国際情勢が刻々と変化する中で、我が国の平和と安全を切れ目なく守り抜く為に政府や自衛隊にどのような権限を与えるべきかを考えた時に、実効性のある安保法制を適切かつ可及的速やかに作り上げていくことは、責任ある国会の果たすべき役割であると思います。これまで、衆院特別委員会で既に十分な審議時間を費やしてきました。また、審議内容を精査してみると、明らかに繰り返しの質問や、採決引き延ばしの為と思われかねない質問が増えていました。衆議院での議論は尽くしたと判断しています。

野党の対案には反対しました。

論戦の質を高める事になるので対案には期待していましたが、残念ながら内容はあまりに物足りないものでした。また、その提出時期も非常に遅く、原因は、民主と維新が共同提出に関して、法案内容より採決時期の相違でもめていた事でした。政府案を修正するには値しないものと判断しています。

民主党政権時代、尖閣諸島沖に浸入した中国漁船、その船長を中国に配慮して送還させました。その後、自民党は終始一貫して安保法制の整備を訴えて政権交代を果たし、続く各級選挙においても同様に国民の支持を得てきました。従来の政府見解では、集団的自衛権を他国に加えられた武力攻撃を阻止する権利と定義し、個別的自衛権以外の武力行使は全て他国を守るための行為であり憲法違反だとされてきました。このままでは変容する国際情勢に対応することが出来ず、日本の国際的信用が失墜するばかりでなく、他国による侵略を許す直前まで来ています。
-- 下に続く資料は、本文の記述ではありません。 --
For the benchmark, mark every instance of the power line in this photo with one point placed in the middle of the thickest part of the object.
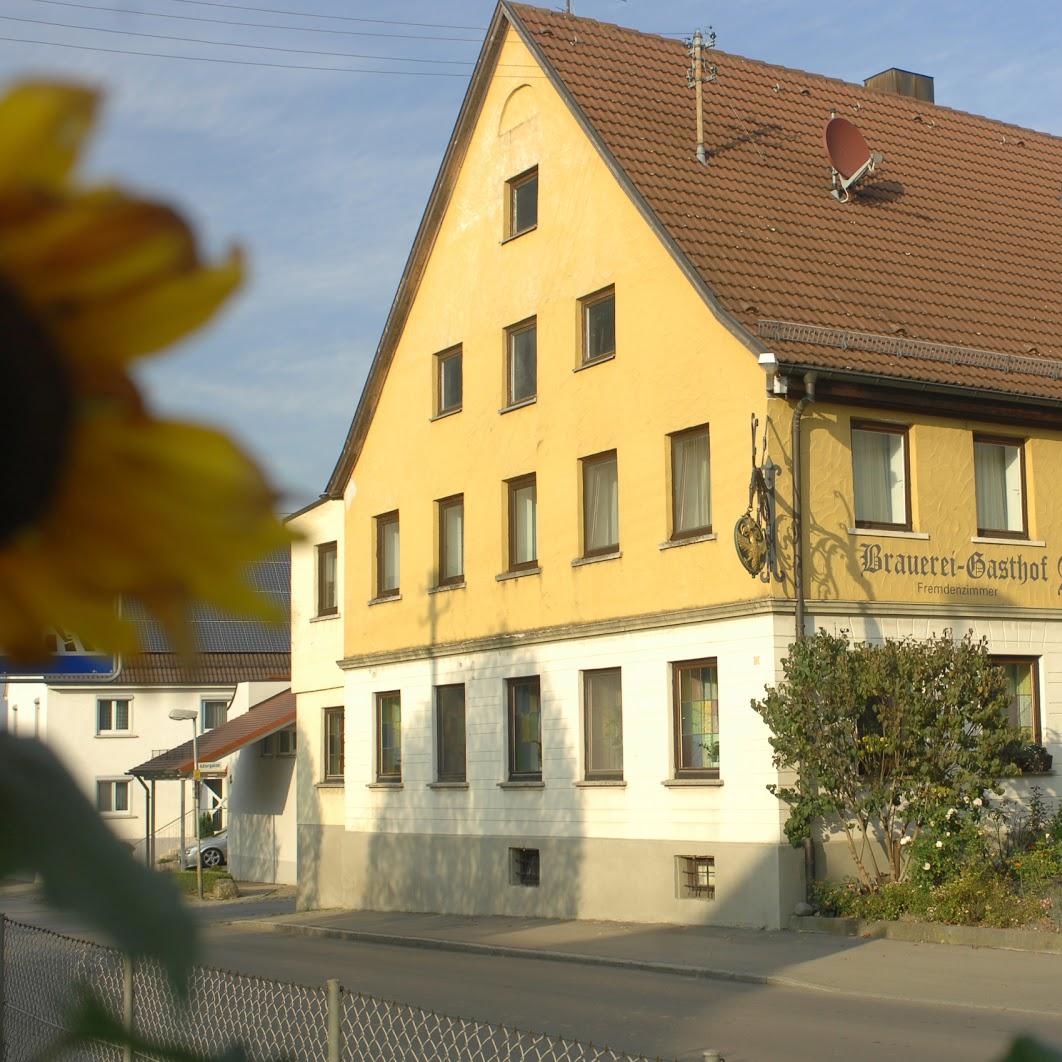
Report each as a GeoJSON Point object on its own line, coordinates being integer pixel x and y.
{"type": "Point", "coordinates": [251, 63]}
{"type": "Point", "coordinates": [234, 44]}
{"type": "Point", "coordinates": [338, 18]}
{"type": "Point", "coordinates": [260, 26]}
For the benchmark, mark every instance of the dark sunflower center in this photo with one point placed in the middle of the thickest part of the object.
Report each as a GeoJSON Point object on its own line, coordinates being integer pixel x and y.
{"type": "Point", "coordinates": [36, 416]}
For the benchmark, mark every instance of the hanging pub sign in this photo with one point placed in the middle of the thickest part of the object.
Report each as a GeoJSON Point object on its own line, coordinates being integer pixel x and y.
{"type": "Point", "coordinates": [754, 532]}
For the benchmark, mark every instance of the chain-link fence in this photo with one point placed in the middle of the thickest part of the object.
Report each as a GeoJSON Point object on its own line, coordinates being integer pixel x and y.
{"type": "Point", "coordinates": [43, 973]}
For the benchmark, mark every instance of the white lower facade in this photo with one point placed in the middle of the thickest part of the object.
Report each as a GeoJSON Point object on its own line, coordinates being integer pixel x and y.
{"type": "Point", "coordinates": [615, 850]}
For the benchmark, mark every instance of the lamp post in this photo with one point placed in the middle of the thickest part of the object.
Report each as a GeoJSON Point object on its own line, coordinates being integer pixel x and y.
{"type": "Point", "coordinates": [191, 714]}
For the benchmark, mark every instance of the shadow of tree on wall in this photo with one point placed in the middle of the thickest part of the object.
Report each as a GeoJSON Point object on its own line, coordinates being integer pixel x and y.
{"type": "Point", "coordinates": [449, 851]}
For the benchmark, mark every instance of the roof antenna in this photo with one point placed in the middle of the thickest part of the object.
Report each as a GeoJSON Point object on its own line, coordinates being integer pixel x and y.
{"type": "Point", "coordinates": [698, 73]}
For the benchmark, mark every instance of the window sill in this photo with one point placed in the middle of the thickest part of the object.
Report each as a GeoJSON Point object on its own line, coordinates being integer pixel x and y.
{"type": "Point", "coordinates": [580, 561]}
{"type": "Point", "coordinates": [887, 533]}
{"type": "Point", "coordinates": [596, 361]}
{"type": "Point", "coordinates": [516, 236]}
{"type": "Point", "coordinates": [707, 536]}
{"type": "Point", "coordinates": [519, 574]}
{"type": "Point", "coordinates": [986, 541]}
{"type": "Point", "coordinates": [518, 405]}
{"type": "Point", "coordinates": [691, 783]}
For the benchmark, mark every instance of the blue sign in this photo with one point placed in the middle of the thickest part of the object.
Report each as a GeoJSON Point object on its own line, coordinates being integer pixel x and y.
{"type": "Point", "coordinates": [70, 662]}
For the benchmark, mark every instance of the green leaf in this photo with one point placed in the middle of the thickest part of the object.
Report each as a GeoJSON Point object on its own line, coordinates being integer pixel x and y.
{"type": "Point", "coordinates": [49, 828]}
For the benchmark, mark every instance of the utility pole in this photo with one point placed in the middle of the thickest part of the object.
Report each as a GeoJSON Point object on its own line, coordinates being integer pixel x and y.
{"type": "Point", "coordinates": [699, 73]}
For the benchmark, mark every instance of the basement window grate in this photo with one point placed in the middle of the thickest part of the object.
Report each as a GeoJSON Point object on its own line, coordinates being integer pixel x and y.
{"type": "Point", "coordinates": [696, 877]}
{"type": "Point", "coordinates": [524, 867]}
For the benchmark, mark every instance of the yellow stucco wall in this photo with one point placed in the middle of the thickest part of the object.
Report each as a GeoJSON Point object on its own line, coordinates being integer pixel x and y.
{"type": "Point", "coordinates": [947, 567]}
{"type": "Point", "coordinates": [675, 366]}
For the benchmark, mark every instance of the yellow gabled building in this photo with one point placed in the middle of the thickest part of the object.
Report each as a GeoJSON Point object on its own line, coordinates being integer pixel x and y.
{"type": "Point", "coordinates": [529, 617]}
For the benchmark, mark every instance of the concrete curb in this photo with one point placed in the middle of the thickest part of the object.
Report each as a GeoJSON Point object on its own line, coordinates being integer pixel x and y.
{"type": "Point", "coordinates": [647, 965]}
{"type": "Point", "coordinates": [931, 932]}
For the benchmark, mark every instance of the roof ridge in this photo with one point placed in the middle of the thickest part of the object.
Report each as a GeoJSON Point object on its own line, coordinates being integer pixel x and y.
{"type": "Point", "coordinates": [870, 93]}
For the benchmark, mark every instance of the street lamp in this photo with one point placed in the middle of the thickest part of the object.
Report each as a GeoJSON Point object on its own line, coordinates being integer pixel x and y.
{"type": "Point", "coordinates": [191, 714]}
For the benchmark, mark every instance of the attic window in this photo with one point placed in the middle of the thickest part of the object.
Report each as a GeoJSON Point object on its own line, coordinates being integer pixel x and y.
{"type": "Point", "coordinates": [523, 206]}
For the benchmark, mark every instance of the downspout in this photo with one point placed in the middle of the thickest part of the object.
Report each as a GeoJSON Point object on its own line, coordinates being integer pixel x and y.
{"type": "Point", "coordinates": [798, 502]}
{"type": "Point", "coordinates": [795, 449]}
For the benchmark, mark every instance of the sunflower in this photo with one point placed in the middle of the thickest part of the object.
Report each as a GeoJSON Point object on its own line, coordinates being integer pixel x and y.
{"type": "Point", "coordinates": [101, 499]}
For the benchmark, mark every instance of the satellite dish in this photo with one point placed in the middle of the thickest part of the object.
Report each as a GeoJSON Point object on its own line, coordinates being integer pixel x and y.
{"type": "Point", "coordinates": [849, 155]}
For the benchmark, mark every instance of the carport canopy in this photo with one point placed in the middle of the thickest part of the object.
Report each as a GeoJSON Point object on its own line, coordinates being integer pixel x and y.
{"type": "Point", "coordinates": [262, 719]}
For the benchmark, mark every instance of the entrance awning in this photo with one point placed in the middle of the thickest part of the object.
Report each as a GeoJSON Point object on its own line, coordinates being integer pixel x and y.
{"type": "Point", "coordinates": [264, 718]}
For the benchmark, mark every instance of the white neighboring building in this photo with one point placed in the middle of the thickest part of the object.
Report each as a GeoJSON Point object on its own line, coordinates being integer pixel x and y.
{"type": "Point", "coordinates": [101, 731]}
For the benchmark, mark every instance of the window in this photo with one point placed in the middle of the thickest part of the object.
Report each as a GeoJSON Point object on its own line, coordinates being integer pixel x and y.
{"type": "Point", "coordinates": [523, 205]}
{"type": "Point", "coordinates": [525, 730]}
{"type": "Point", "coordinates": [600, 504]}
{"type": "Point", "coordinates": [212, 714]}
{"type": "Point", "coordinates": [448, 381]}
{"type": "Point", "coordinates": [113, 797]}
{"type": "Point", "coordinates": [881, 469]}
{"type": "Point", "coordinates": [697, 877]}
{"type": "Point", "coordinates": [696, 699]}
{"type": "Point", "coordinates": [389, 737]}
{"type": "Point", "coordinates": [113, 716]}
{"type": "Point", "coordinates": [524, 867]}
{"type": "Point", "coordinates": [999, 482]}
{"type": "Point", "coordinates": [387, 554]}
{"type": "Point", "coordinates": [450, 540]}
{"type": "Point", "coordinates": [603, 723]}
{"type": "Point", "coordinates": [449, 728]}
{"type": "Point", "coordinates": [690, 493]}
{"type": "Point", "coordinates": [1024, 688]}
{"type": "Point", "coordinates": [333, 744]}
{"type": "Point", "coordinates": [521, 362]}
{"type": "Point", "coordinates": [599, 325]}
{"type": "Point", "coordinates": [523, 523]}
{"type": "Point", "coordinates": [327, 596]}
{"type": "Point", "coordinates": [286, 741]}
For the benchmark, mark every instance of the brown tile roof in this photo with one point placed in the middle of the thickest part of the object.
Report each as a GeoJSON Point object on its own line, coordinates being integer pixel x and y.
{"type": "Point", "coordinates": [207, 669]}
{"type": "Point", "coordinates": [956, 239]}
{"type": "Point", "coordinates": [262, 719]}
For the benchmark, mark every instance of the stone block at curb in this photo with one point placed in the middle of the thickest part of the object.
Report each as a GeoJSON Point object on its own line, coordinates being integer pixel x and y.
{"type": "Point", "coordinates": [929, 932]}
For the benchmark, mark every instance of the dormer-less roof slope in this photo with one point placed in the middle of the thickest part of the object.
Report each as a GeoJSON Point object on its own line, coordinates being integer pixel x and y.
{"type": "Point", "coordinates": [957, 238]}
今回の法制が成立することで、我が国が他国に侵略される蓋然性が低下する、すなわち自衛権を発動することなく国民が平和に安全に暮らせるようになります。自衛隊創設や日米安全保障条約締結のように、数年後に現在を振り返った時に、多くの日本人がこの法制は歴史的な意味があったと評価するでしょう。
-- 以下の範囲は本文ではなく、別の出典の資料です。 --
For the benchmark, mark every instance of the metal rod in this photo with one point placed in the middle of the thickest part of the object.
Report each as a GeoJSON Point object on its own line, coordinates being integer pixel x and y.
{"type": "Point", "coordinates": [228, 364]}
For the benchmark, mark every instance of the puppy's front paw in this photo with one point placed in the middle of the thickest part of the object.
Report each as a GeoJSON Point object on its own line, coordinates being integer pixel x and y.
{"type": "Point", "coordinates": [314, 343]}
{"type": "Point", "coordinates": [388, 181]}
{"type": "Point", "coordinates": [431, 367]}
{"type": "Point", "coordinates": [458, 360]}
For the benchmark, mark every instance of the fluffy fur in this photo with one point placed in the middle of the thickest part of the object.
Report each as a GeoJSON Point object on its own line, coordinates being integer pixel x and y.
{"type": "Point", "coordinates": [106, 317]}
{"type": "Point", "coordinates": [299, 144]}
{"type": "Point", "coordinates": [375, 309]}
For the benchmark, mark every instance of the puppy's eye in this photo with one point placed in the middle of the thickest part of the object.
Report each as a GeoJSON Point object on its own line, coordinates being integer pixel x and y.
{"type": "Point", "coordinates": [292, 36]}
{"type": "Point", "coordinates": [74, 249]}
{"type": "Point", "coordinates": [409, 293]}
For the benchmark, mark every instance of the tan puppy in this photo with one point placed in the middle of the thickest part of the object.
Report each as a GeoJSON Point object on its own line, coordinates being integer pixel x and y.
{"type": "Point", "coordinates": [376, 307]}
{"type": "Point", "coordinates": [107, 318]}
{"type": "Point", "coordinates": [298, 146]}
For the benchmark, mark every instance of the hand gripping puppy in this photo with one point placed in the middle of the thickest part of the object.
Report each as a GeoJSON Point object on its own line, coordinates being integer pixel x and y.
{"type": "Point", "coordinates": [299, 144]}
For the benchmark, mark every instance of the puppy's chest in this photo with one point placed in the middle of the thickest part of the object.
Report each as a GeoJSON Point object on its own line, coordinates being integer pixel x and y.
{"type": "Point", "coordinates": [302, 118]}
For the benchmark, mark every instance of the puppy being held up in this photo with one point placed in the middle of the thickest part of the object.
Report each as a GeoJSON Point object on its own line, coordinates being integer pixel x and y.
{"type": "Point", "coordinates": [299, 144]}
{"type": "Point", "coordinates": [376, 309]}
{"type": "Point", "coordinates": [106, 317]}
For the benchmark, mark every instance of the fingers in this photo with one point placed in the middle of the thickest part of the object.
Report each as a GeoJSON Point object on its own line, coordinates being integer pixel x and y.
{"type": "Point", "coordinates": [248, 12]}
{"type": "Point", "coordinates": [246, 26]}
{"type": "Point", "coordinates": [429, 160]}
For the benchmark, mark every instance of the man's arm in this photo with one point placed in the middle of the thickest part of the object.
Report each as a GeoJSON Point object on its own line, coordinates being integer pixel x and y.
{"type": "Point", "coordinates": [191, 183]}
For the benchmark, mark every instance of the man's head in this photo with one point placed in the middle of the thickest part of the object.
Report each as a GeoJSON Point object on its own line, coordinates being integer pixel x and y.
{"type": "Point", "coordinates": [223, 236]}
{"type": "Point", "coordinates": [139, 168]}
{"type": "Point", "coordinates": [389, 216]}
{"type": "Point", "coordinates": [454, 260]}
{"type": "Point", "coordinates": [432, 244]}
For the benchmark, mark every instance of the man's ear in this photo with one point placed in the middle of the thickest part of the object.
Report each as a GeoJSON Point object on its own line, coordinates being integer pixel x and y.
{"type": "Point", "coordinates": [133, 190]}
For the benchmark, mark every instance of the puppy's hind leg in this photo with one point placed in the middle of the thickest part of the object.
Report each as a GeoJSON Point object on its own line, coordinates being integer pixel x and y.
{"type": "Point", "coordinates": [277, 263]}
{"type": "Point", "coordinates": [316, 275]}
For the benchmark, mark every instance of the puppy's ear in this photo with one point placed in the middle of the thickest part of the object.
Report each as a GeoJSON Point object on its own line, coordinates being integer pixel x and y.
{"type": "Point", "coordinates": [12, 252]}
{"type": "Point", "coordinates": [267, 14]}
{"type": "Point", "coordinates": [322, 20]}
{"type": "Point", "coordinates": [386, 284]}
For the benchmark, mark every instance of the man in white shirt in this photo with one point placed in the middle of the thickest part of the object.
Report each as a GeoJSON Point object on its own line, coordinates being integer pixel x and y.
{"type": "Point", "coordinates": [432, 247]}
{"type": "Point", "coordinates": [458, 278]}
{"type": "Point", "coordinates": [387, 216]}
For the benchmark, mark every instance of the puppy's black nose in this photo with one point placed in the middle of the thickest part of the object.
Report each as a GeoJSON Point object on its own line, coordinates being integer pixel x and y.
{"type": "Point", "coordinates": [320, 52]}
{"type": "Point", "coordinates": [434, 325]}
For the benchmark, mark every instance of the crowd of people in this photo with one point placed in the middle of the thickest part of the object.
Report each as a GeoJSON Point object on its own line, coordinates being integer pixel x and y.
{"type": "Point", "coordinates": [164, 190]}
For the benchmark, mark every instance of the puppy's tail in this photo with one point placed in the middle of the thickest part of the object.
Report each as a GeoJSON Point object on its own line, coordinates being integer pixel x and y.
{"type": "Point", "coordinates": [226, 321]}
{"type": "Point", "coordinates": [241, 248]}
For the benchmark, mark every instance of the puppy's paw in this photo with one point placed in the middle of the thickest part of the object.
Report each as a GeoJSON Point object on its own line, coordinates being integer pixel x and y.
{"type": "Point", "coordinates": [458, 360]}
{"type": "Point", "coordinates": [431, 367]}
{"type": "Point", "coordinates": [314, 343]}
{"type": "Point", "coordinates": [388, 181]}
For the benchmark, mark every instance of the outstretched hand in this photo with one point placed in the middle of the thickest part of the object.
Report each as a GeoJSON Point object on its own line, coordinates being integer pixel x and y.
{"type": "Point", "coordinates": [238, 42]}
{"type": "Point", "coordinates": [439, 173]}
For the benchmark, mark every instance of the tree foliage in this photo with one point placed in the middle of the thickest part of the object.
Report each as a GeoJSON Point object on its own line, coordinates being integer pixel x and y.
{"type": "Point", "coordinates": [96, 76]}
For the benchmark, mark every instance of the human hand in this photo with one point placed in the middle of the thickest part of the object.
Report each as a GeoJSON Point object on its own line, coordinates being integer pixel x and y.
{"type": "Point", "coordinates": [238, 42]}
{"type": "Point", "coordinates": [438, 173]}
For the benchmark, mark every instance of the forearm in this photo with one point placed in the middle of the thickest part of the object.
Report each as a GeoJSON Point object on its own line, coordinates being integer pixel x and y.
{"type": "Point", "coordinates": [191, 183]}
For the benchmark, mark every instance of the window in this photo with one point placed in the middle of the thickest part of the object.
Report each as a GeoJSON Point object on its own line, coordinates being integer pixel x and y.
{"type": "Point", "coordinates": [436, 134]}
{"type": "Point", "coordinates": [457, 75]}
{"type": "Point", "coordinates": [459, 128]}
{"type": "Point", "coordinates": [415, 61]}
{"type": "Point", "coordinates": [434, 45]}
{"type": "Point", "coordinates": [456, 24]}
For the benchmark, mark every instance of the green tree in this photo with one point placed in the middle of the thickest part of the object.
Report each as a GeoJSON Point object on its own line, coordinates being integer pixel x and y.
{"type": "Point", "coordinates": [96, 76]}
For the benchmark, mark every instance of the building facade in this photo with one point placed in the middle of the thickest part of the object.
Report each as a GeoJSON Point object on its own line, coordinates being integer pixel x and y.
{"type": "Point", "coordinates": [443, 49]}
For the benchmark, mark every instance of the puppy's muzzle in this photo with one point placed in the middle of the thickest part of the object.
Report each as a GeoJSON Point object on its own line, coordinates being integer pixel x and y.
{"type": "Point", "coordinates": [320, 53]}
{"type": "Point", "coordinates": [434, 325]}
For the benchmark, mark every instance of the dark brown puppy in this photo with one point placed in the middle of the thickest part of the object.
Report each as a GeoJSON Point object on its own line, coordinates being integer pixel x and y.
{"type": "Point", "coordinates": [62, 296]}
この法制によって抑止力は明らかに高まります。当然ですが、我が国は侵略戦争を行いません。自衛戦争までは否定していませんが、決して望むものではありません。自衛戦争さえ回避するためには、他国による侵略を未然に防ぐ必要があります。近代戦争においては、スーパーコンピューターによる能力評価や模擬実験によって、おおよその戦闘結果を事前に把握できます。集団的自衛権の限定容認による軍事バランスの均衡と積極的平和主義に基づく平和外交こそ、我が国を侵略しようとする他国の試みを躊躇させる方策と言えます。

当然ですが、この法制は「合憲」と考えています。「合憲」「違憲」の判断は、成立後に最高裁判所で行うものであり、現時点で専門家(憲法学者や評論家等)やマスコミが決めるものではありません。
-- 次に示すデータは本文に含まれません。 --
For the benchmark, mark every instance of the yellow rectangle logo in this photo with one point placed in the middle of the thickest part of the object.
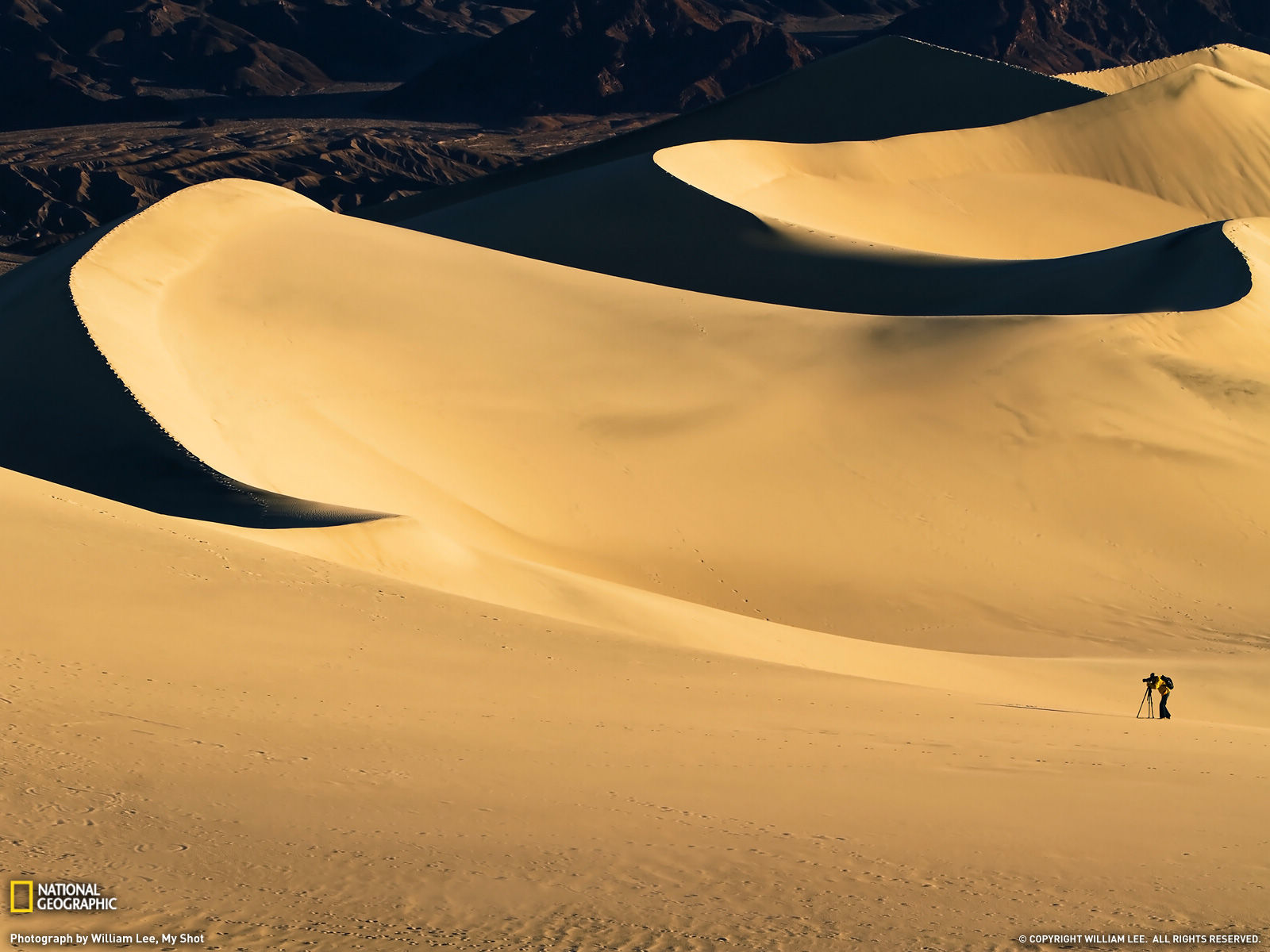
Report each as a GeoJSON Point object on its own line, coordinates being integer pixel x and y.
{"type": "Point", "coordinates": [16, 903]}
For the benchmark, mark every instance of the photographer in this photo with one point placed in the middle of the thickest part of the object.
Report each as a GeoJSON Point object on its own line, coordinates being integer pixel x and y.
{"type": "Point", "coordinates": [1164, 685]}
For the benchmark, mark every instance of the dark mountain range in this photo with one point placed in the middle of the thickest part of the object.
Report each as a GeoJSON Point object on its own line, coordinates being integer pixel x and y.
{"type": "Point", "coordinates": [84, 61]}
{"type": "Point", "coordinates": [1064, 36]}
{"type": "Point", "coordinates": [603, 56]}
{"type": "Point", "coordinates": [169, 93]}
国民にとって外交や国防は常に「わかりにくい」との声を聞きます。通常それは身近な問題ではないからでしょうが、現在の国際情勢は既に身近な問題として捉えなければならない段階に来ています。政府は参議院での論戦を通じて、引き続き国民の理解を深めていく努力をしていく必要があります。私も与党の一員として、これからも最大限の協力を惜しまない所存です。